Para, maliye ve ücret politikalarının tümü, tam istihdam ve fiyat istikrarı hedeflerine ulaşmaya yönelik olmalıdır. Öte yandan, istikrarlı fiyat hedefinin tek başına merkez bankasına devredilmesi ve enflasyon oranlarının düşmesine neden olan işsizliğin artmasına neden olacak düzenli bir kemer sıkma politikasının uygulanması uygun değildir. Kendi para birimi olan bir hükümet için finansman sorunu ortaya çıkmadığından, ekonomi yeterince kullanılmadığı sürece kemer sıkma politikasına gerek yoktur.

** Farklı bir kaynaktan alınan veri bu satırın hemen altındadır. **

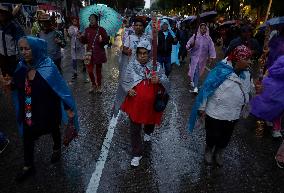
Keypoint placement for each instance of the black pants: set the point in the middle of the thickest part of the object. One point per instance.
(29, 143)
(136, 138)
(57, 63)
(8, 65)
(218, 132)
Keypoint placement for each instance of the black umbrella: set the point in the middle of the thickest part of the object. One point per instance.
(208, 15)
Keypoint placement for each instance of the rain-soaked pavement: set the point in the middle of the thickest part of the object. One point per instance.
(173, 160)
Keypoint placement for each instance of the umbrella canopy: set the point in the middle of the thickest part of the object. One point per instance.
(109, 19)
(189, 19)
(276, 21)
(272, 22)
(228, 23)
(208, 15)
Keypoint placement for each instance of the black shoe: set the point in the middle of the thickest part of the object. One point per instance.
(25, 173)
(3, 145)
(75, 75)
(55, 157)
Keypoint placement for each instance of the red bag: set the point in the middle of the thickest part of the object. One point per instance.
(70, 132)
(280, 156)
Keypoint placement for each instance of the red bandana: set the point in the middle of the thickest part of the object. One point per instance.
(240, 53)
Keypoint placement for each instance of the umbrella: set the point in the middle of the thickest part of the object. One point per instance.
(272, 22)
(189, 19)
(110, 20)
(208, 15)
(276, 21)
(170, 20)
(228, 23)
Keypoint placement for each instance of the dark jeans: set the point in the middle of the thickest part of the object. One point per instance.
(136, 138)
(8, 65)
(166, 63)
(218, 132)
(29, 143)
(57, 63)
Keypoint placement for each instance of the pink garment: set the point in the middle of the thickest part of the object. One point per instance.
(277, 124)
(280, 153)
(203, 50)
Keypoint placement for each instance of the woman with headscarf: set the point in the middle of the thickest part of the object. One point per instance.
(202, 52)
(141, 84)
(166, 39)
(42, 100)
(221, 101)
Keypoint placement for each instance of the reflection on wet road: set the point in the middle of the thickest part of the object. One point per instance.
(172, 162)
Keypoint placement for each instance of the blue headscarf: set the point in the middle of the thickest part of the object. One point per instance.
(47, 69)
(214, 79)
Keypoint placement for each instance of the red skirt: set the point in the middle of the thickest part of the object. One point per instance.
(140, 108)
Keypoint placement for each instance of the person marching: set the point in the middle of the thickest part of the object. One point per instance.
(128, 55)
(202, 52)
(166, 38)
(41, 98)
(96, 38)
(11, 32)
(220, 101)
(77, 48)
(141, 84)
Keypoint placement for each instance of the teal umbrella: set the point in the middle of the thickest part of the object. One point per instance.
(109, 19)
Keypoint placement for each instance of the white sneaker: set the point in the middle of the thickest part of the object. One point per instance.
(92, 89)
(276, 134)
(147, 137)
(135, 161)
(195, 90)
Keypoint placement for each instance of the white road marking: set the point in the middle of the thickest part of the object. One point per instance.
(96, 176)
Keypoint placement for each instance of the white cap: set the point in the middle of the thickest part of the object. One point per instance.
(144, 44)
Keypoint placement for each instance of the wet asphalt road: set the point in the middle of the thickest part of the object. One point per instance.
(172, 162)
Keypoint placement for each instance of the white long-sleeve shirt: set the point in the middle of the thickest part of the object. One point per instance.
(228, 99)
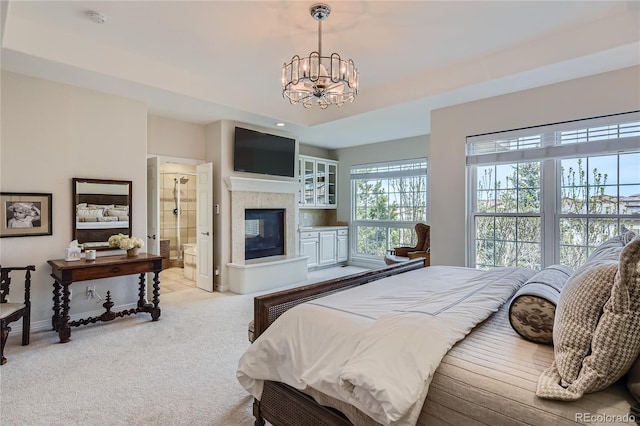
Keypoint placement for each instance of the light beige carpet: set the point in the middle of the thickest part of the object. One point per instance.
(131, 371)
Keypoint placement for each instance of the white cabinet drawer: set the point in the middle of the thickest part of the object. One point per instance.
(308, 235)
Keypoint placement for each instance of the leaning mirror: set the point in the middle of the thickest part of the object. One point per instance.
(101, 208)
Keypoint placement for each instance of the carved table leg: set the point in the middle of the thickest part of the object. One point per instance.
(142, 300)
(5, 333)
(55, 319)
(64, 331)
(155, 312)
(257, 414)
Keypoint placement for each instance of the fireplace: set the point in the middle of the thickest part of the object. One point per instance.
(248, 271)
(263, 233)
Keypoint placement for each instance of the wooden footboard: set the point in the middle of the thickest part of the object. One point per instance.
(283, 405)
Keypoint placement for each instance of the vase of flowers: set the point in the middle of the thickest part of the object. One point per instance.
(125, 242)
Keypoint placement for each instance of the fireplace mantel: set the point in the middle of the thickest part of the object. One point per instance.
(235, 183)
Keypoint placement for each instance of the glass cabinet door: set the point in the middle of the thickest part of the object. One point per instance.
(332, 176)
(308, 181)
(321, 183)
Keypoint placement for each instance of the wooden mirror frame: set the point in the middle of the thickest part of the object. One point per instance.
(97, 236)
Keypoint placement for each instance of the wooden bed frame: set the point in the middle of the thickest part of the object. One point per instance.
(281, 404)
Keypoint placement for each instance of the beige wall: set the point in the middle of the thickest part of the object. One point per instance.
(175, 138)
(602, 94)
(51, 133)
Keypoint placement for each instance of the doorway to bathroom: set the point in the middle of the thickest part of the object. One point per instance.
(178, 225)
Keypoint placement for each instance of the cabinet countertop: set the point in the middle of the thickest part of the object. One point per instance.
(322, 228)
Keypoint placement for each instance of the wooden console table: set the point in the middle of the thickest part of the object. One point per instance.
(66, 273)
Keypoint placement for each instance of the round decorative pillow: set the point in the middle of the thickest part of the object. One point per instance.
(533, 307)
(532, 318)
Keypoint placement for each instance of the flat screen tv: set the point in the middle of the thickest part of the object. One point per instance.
(257, 152)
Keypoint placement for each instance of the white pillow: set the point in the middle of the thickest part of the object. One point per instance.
(84, 213)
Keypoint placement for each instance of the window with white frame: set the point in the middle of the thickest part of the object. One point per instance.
(551, 194)
(388, 199)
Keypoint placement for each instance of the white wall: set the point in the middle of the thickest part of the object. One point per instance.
(50, 134)
(602, 94)
(175, 138)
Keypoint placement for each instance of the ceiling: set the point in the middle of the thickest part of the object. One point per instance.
(203, 61)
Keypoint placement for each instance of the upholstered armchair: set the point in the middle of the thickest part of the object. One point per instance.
(421, 249)
(13, 311)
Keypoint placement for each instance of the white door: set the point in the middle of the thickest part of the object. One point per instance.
(204, 208)
(153, 205)
(343, 246)
(327, 254)
(309, 248)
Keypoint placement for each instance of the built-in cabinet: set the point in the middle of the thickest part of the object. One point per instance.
(342, 245)
(309, 246)
(325, 247)
(318, 182)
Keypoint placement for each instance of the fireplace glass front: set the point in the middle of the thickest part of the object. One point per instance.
(263, 233)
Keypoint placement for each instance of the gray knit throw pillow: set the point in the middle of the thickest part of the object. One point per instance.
(593, 352)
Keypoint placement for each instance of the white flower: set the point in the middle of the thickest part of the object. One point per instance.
(125, 242)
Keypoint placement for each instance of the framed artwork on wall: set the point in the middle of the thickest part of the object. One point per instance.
(24, 214)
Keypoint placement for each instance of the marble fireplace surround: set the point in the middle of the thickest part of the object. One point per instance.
(247, 276)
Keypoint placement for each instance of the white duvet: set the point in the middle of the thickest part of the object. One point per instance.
(377, 346)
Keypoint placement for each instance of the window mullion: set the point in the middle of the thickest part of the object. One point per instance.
(549, 211)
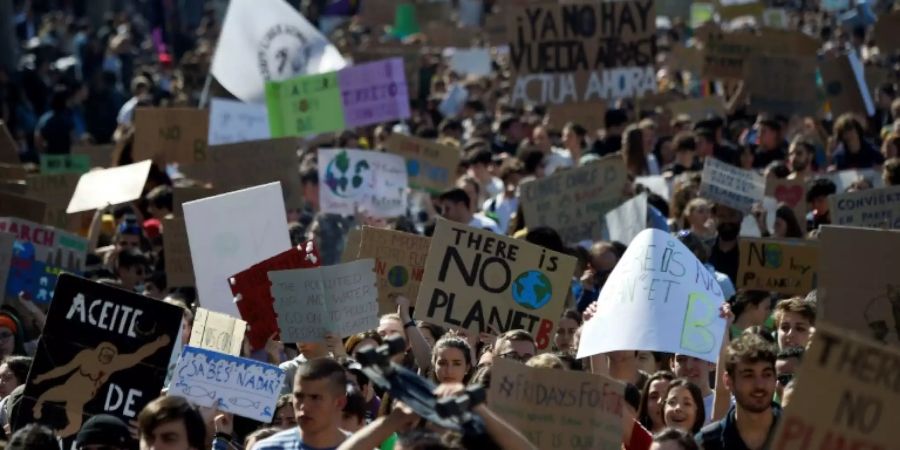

Güncel Gelişmeler MMT Perspektifini Onaylıyor
Merkez bankası iş birliği yaparsa, bir hükümetin kendi para biriminde temerrüde düşemeyeceği şu anda Büyük Britanya'da özellikle belirgindir. İngiltere Merkez Bankası, İngiliz hükümetine pandemi sırasında Sözde Yollar ve Araçlar hesabını fazla çekme fırsatı veriyor. Ek devlet harcamaları, faiz getiren devlet tahvillerinin özel sektöre satışına bağlı değildir. Bu da göstermektedir ki, para tekeli sayesinde, bir devletin harcamak için herhangi bir gelire ihtiyacı yoktur. Devlet tahvili ihracı yalnızca isteğe bağlıdır ve istenirse bankaların merkez bankası bakiyelerini azaltmak için kullanılabilir.
Kanada'da bu 'doğrudan hükümet finansmanı' onlarca yıldır varlığını sürdürüyor. Yukarıda özetlenen yükselen bir enflasyon oranı korkusu gerçekleşmedi. Sonuç olarak, Kanada merkez bankası tipik olarak tüm devlet tahvillerinin yaklaşık %20'sini elinde tutuyor. Karşılığında, hükümete hesabındaki eşdeğer değerle kredi verir. Bu işlemi 'iç' olarak sınıflandırırım, zira devletin kendi içinde tuttuğu tahviller, kişinin kendi aleyhine verdiği bir senetten daha fazla bir yükümlülük değildir.
Uzun zamandır merkez bankalarında geleneksel devlet finansmanı görüşünü sorgulayan seslerin sayısı giderek artıyor. Euro bölgesindeki gelişme de MMT'nin teorik değerlendirmelerini doğrulamaktadır.
Aslında işsizlik oranı, Euro Bölgesi kurulduğundan beri hiçbir zaman %7'nin altına düşmedi. Enflasyon hedefine de en iyi ihtimalle son on yılda düzensiz bir şekilde ulaşılmıştır. Tam istihdam ve fiyat istikrarı, çoğu ekonomistin inanmak istediğinden çok daha fazla hükümet harcamalarına bağlıdır.
Bu arada, Avrupa Komisyonu da muhtemelen bunu fark etti. Pandeminin patlak vermesinden sonra Euro bölgesi kurallarını devlet açıklarına dayalı olarak hızla işlemez hale getirdi. Genel çıkış maddesi, açıkların artık yaptırıma uğramaması için Mart 2020 gibi erken bir tarihte etkinleştirildi. Ayrıca Mart 2020'de Avrupa Merkez Bankası (ECB), Pandemi Acil Satın Alma Programını (PEPP) başlatarak, 'son kredi mercii' rolünü üstlendi. Bu, neredeyse süresiz olarak devlet tahvili satın almasına izin vererek, temerrüt riskini neredeyse sıfıra indirir. Bu şekilde, çevreden gelen devlet tahvillerinin faiz oranlarının yükseldiği bir başka Euro krizinin önüne geçilebilir.